[ISN] British banks to provide extra Web security

InfoSec News isn at c4i.org
Fri Apr 15 06:02:55 EDT 2005


By Dan Ilett
ZDNet (UK) 
April 14, 2005

Major British banks are set to agree on a physical security device for
all U.K. online customers to use.

This move to two-factor authentication could make customers more
secure when banking online. Such systems use a physical security
device that generates a password to be used only once.

Identity theft e-mails, known as phishing attacks, cost U.K. banks
$22.6 million last year, according to the Association of Payment and
Clearing Systems, which represents the British banking industry.

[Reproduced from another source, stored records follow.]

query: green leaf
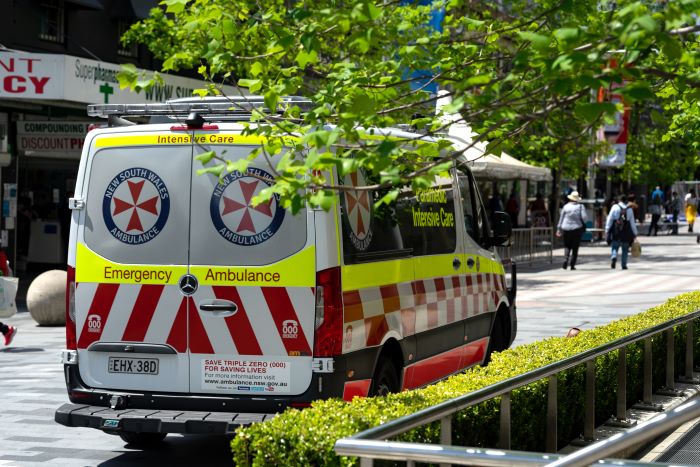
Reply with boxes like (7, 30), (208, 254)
(554, 28), (580, 42)
(518, 31), (549, 50)
(197, 164), (226, 177)
(634, 15), (657, 32)
(238, 78), (262, 94)
(117, 63), (139, 90)
(226, 159), (250, 174)
(374, 189), (399, 209)
(162, 0), (189, 14)
(574, 102), (617, 123)
(294, 50), (318, 68)
(195, 151), (216, 165)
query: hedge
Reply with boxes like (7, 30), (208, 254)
(231, 292), (700, 466)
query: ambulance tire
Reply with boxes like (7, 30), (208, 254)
(483, 308), (510, 365)
(369, 355), (401, 396)
(119, 431), (167, 448)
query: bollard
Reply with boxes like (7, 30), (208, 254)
(546, 374), (558, 452)
(498, 391), (511, 449)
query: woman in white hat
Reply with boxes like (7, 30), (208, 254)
(557, 191), (586, 269)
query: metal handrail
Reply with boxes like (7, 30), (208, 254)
(335, 310), (700, 465)
(336, 399), (700, 467)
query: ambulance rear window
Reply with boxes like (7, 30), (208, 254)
(84, 145), (192, 264)
(190, 145), (308, 266)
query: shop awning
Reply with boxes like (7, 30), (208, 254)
(66, 0), (104, 10)
(448, 123), (552, 182)
(109, 0), (158, 19)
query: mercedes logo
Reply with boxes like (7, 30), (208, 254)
(178, 274), (199, 296)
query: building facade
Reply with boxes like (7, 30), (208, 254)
(0, 0), (227, 276)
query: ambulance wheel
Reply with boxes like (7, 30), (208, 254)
(119, 431), (167, 448)
(369, 355), (401, 396)
(483, 309), (510, 365)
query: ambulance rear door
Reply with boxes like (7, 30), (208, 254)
(75, 130), (192, 392)
(189, 130), (316, 396)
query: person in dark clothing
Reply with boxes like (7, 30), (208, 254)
(506, 191), (520, 227)
(647, 186), (664, 236)
(0, 321), (17, 345)
(0, 249), (17, 345)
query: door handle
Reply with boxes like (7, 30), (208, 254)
(199, 300), (238, 318)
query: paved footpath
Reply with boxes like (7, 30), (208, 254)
(513, 233), (700, 346)
(0, 234), (700, 467)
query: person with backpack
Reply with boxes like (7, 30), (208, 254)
(557, 191), (587, 270)
(647, 186), (664, 236)
(685, 190), (698, 232)
(605, 195), (637, 269)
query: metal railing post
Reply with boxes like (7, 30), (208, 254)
(545, 373), (558, 452)
(498, 391), (511, 449)
(679, 321), (700, 384)
(605, 347), (637, 428)
(440, 415), (452, 467)
(634, 337), (662, 412)
(583, 359), (595, 441)
(617, 347), (627, 420)
(657, 328), (683, 396)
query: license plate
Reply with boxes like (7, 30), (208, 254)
(107, 357), (158, 375)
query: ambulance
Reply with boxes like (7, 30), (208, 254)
(55, 96), (517, 446)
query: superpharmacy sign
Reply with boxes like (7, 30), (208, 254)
(0, 52), (239, 104)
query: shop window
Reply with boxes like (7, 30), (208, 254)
(117, 19), (138, 58)
(39, 0), (65, 43)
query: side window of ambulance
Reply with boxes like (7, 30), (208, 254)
(341, 179), (457, 264)
(457, 167), (489, 249)
(410, 182), (457, 255)
(457, 168), (480, 242)
(340, 186), (404, 264)
(396, 179), (457, 256)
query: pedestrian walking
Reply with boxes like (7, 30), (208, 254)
(0, 248), (17, 346)
(506, 191), (520, 227)
(605, 195), (637, 269)
(685, 190), (698, 232)
(557, 191), (586, 270)
(0, 321), (17, 345)
(668, 191), (683, 235)
(647, 186), (664, 236)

Precise details of the two-factor device should be agreed upon in May,
with the banks expected to roll out devices within nine to 12 months.

"We are looking to get a U.K. standard for next month," said an APACS
representative. "We are hoping this will enable us to make rapid
progress. It would also be good to get a global standard."

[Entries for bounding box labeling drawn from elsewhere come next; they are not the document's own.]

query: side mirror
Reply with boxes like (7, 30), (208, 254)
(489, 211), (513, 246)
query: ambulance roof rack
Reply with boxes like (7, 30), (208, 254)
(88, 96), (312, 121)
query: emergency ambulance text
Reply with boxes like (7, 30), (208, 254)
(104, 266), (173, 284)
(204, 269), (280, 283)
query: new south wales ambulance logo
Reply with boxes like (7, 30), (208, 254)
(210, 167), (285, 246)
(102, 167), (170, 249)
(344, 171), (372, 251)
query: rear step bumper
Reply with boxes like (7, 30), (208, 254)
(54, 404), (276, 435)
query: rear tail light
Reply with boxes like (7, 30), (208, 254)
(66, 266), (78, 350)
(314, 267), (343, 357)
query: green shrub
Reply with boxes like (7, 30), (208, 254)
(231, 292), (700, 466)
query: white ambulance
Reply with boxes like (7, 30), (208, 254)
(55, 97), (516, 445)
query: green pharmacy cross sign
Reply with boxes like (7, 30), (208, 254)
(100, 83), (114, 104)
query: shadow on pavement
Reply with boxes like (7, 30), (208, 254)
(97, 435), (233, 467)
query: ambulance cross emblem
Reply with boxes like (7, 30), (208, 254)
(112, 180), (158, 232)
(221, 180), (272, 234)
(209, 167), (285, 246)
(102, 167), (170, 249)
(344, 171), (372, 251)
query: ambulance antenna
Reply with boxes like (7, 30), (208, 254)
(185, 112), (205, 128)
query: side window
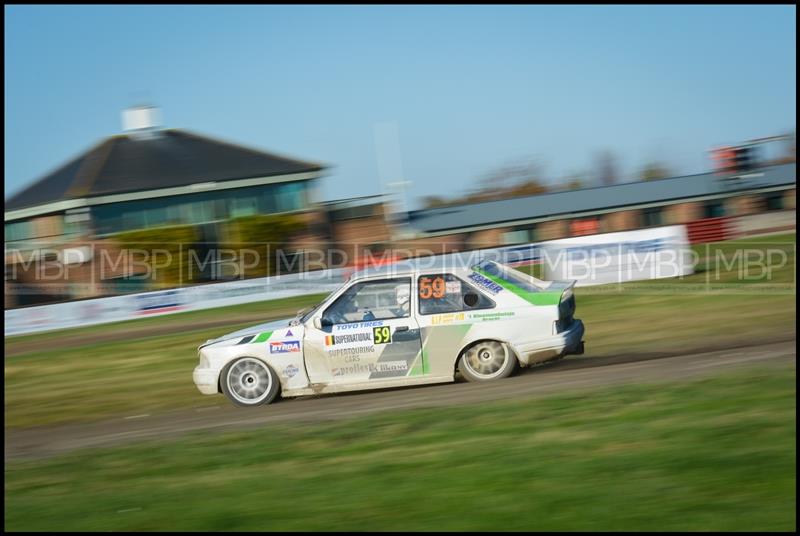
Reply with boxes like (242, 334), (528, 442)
(322, 278), (411, 324)
(417, 274), (494, 315)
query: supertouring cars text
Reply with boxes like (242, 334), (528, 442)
(194, 261), (584, 406)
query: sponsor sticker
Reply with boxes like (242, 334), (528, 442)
(333, 320), (383, 331)
(468, 272), (503, 294)
(431, 313), (464, 326)
(325, 326), (374, 346)
(327, 346), (375, 357)
(444, 281), (461, 294)
(331, 361), (408, 376)
(269, 341), (300, 354)
(469, 311), (516, 320)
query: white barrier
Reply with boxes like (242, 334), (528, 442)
(5, 226), (692, 336)
(5, 269), (345, 336)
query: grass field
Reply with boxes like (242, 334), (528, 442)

APACS said that credit card issuer Barclaycard and the high-profile
bank Coutts have already issued some customers identity devices.

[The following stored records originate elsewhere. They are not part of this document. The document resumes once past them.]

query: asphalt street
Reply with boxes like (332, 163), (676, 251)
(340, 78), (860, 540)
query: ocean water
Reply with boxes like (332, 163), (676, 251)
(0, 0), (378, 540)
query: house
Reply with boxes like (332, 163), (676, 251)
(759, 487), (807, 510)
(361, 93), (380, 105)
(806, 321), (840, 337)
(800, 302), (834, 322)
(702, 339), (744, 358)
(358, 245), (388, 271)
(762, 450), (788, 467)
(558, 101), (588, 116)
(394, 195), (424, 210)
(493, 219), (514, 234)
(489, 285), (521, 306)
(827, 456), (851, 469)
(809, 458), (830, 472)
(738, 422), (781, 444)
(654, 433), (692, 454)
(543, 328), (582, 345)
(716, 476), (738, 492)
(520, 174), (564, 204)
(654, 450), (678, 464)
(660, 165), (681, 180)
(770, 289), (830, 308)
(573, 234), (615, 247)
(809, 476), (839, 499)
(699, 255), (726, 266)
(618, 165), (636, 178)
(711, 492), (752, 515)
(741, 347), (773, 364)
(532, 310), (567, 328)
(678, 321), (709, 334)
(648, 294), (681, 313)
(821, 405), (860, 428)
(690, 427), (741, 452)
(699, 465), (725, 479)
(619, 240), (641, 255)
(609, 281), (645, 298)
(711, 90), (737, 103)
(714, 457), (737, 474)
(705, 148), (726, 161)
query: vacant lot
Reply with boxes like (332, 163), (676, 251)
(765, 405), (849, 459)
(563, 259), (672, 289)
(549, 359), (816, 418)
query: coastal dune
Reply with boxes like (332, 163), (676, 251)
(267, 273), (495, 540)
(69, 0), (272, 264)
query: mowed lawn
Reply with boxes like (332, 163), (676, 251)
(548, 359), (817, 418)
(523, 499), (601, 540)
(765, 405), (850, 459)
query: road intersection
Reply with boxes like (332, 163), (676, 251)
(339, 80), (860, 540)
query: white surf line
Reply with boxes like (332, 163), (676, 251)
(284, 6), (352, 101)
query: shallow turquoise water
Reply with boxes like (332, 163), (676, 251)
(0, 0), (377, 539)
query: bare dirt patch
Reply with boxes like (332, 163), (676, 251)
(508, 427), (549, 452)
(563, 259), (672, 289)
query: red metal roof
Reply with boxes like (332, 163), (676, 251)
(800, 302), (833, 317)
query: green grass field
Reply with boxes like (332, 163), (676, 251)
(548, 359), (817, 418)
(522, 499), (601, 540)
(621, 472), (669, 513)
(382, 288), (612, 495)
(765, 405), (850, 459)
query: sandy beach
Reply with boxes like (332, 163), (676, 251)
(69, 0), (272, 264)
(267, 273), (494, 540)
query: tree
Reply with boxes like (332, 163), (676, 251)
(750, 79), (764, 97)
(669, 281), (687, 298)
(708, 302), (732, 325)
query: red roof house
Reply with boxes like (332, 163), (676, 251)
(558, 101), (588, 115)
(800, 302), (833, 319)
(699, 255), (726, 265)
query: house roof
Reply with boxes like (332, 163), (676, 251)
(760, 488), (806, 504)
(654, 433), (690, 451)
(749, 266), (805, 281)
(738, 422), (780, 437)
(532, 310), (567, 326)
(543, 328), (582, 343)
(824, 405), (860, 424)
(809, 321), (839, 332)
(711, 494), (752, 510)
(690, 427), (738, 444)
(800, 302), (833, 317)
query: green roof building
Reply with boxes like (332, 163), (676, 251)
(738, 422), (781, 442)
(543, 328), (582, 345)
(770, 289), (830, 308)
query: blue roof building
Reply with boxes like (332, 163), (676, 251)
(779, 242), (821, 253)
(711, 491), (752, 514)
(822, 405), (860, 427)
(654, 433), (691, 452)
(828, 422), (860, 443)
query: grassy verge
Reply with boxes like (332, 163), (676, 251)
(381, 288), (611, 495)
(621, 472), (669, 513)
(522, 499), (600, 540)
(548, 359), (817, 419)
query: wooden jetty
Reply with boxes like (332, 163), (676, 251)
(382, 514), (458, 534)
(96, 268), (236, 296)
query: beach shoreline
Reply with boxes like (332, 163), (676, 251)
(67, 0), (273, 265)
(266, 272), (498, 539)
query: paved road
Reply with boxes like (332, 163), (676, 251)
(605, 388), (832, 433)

Last year, former White House cybersecurity adviser Howard Schmidt
urged banks to use issue customers with two-factor authentication.  
Schmidt is the chief security strategist of online auction eBay, which
itself has yet to issue bidders two-factor authentication devices.

Not everyone is so sure that two-factor authentication is the way
forward, however. "People are selling two-factor authentication as the
solution to our current identity theft problems, but it was designed
to solve the issues from 10 years ago," security expert Bruce Schneier
said last month.

Dan Ilett of ZDNet UK reported from London.